I picked three songs where I utilized each vocal model in a way that sounded like they would fit. So using the low model for a chill song and the high model for an epic sounding song. I processed the generated vocals to have similar effects like the original vocals such as compression and reverb, but everything else was left untouched. The following songs are made up of all the isolated tracks just mixed back together into a full ensemble.
Low model song
I picked "Rain" by Breaking Benjamin for the low model as the vocals on this song should not be harsh. The mid model sounded better in some parts, but for the most part I felt like low was appropriate here.
Mid model song
"Memory" by Sugarcult seemed to fit the mid model voice nicely, and I had also enjoyed singing this in karaoke anyways, so I went with it. Some downsides of the model dataset can be heard in this mix as the model can't produce some of the higher sustained notes and also some of the R-sounds are rolled because my dataset for this model was made entirely from Finnish vocals, and in Finnish we always roll the Rs.
High model song
Not going to lie, it was pretty difficult to find a song that suited my voice in the higher model as it's difficult for me to produce those sounds in the first place and a deep voice in a song that's supposed to go hard isn't usually the right combo. In the end I went with "Cry Thunder" by Dragonforce as it seemed to suit my range present in the model while still sounding decent.
What I learned
Doing this deep dive into AI voice conversion showed me examples of a voice that sounds very similar to mine being used in some ways that I hadn't heard of before. Just hearing that allows me to think about how I would produce that sound and as a result better my ability to produce those sounds in a live setting more easily.

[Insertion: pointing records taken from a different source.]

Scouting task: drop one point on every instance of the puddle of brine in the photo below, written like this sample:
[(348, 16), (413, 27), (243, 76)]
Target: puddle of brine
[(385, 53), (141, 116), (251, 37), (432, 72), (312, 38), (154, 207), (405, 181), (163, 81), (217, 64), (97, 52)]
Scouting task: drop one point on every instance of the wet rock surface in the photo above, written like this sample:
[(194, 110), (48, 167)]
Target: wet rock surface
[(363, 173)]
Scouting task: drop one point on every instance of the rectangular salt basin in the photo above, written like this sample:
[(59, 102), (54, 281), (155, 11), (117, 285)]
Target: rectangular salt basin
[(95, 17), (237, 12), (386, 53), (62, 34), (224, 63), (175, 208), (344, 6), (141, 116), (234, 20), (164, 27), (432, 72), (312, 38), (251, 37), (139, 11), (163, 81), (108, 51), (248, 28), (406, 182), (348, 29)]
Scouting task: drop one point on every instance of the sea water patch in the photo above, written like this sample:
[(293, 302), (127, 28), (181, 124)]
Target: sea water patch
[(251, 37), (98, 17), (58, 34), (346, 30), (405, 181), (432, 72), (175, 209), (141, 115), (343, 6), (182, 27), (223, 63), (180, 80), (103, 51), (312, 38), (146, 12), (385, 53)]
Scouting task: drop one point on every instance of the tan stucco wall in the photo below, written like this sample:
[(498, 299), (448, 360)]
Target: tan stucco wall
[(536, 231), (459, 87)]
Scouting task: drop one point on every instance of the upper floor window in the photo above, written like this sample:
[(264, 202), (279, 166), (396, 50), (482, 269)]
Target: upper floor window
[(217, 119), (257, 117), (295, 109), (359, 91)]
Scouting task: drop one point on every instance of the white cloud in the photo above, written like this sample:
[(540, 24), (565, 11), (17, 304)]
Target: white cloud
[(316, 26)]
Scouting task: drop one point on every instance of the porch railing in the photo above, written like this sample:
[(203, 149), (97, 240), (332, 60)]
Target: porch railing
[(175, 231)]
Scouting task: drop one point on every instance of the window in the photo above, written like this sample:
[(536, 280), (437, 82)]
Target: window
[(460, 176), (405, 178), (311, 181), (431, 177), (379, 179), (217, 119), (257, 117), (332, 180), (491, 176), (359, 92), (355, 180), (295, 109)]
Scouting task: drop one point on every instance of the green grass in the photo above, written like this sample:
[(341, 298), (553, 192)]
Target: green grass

I also got a little bit of experience having to process a voice that sounds like mine for it to fit in with the rest of the mix for a song, though I feel it's still far from sounding ideal. I think when recording my vocals in the future, I need to step away from the mic more so the lower frequencies won't be so prominent due to the proximity effect.
I'm also now armed with the knowledge of how to efficiently train and produce vocal models with this Retrieval-based Voice Conversion software allowing me to test it out on some others' voices as well, with their consent of course.